Boxing up books, movies, video games, and other personal effects while expelling other items felt like an eviction from a family that failed to form; water that was to cleanse felt excessive like when applied to a watercolor until it is washed out. Deciding what to keep and what to discard felt like the dismantling of a life. And yet it was restorative; it hurt but it did not harm. I was being exorcised from a house that I possessed like a reluctant spirit. In A Ghost Story, Lowery’s square cinematography gives the distinct feel of a character in a box, which is what has happened to the protagonist who is trapped by location, witnessing his wife’s grieving process. What soon becomes apparent is that he is not so much haunting his wife as she (and the others who will move into the house) are haunting him. He is forced to watch his wife attempt to move on all while being unable to forge connection. After his mock resurrection, the husband wanders back to the couple’s house, and there are quick cuts to the sheeted figure in various rooms of the house as day changes gradually like time-lapse photography.

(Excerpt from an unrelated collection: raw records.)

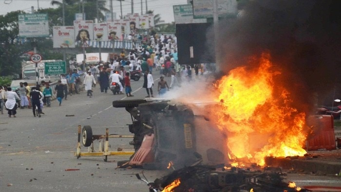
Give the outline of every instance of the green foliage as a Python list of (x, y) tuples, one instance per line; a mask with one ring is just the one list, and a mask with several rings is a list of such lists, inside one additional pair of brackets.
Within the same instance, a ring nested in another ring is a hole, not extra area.
[(0, 86), (9, 86), (11, 85), (11, 82), (13, 80), (13, 77), (0, 77)]

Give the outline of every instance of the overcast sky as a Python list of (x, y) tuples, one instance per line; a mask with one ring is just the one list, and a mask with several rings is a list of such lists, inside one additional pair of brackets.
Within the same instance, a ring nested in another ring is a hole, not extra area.
[[(168, 23), (174, 21), (173, 5), (187, 4), (187, 0), (147, 0), (148, 10), (154, 11), (154, 14), (160, 14), (162, 20)], [(51, 5), (52, 0), (1, 0), (0, 2), (0, 15), (6, 15), (7, 13), (18, 10), (23, 10), (27, 13), (31, 13), (31, 7), (35, 9), (54, 7)], [(60, 1), (61, 2), (61, 0)], [(133, 0), (134, 13), (141, 14), (141, 0)], [(146, 0), (142, 0), (143, 11), (146, 12)], [(116, 13), (116, 18), (121, 15), (120, 2), (113, 0), (113, 12)], [(110, 9), (109, 1), (107, 0), (107, 8)], [(122, 1), (122, 9), (123, 15), (131, 13), (131, 0)]]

Accentuating the notion of transition and becoming (Casey Affleck is a ghost that is staged in various corners of the room as if he is just forgotten furniture; his transparency is emphasized by his wife and others being unable to see or touch him) is the polaroid framing; the image, like ourselves, is constantly coming into focus. Imprisonment in a location where the husband must continually feel the isolation that comes with separation from his wife reminded me of the claustrophic feeling of being confined to a house full of pain and tragedy, a place where a wife left me. The four walls of the film broke the fourth wall and spoke to me of how loss can tie us down. Just as the male protagonist in A Ghost Story cannot leave the house where he shared space with his wife so I felt unable to escape my box of tragedy.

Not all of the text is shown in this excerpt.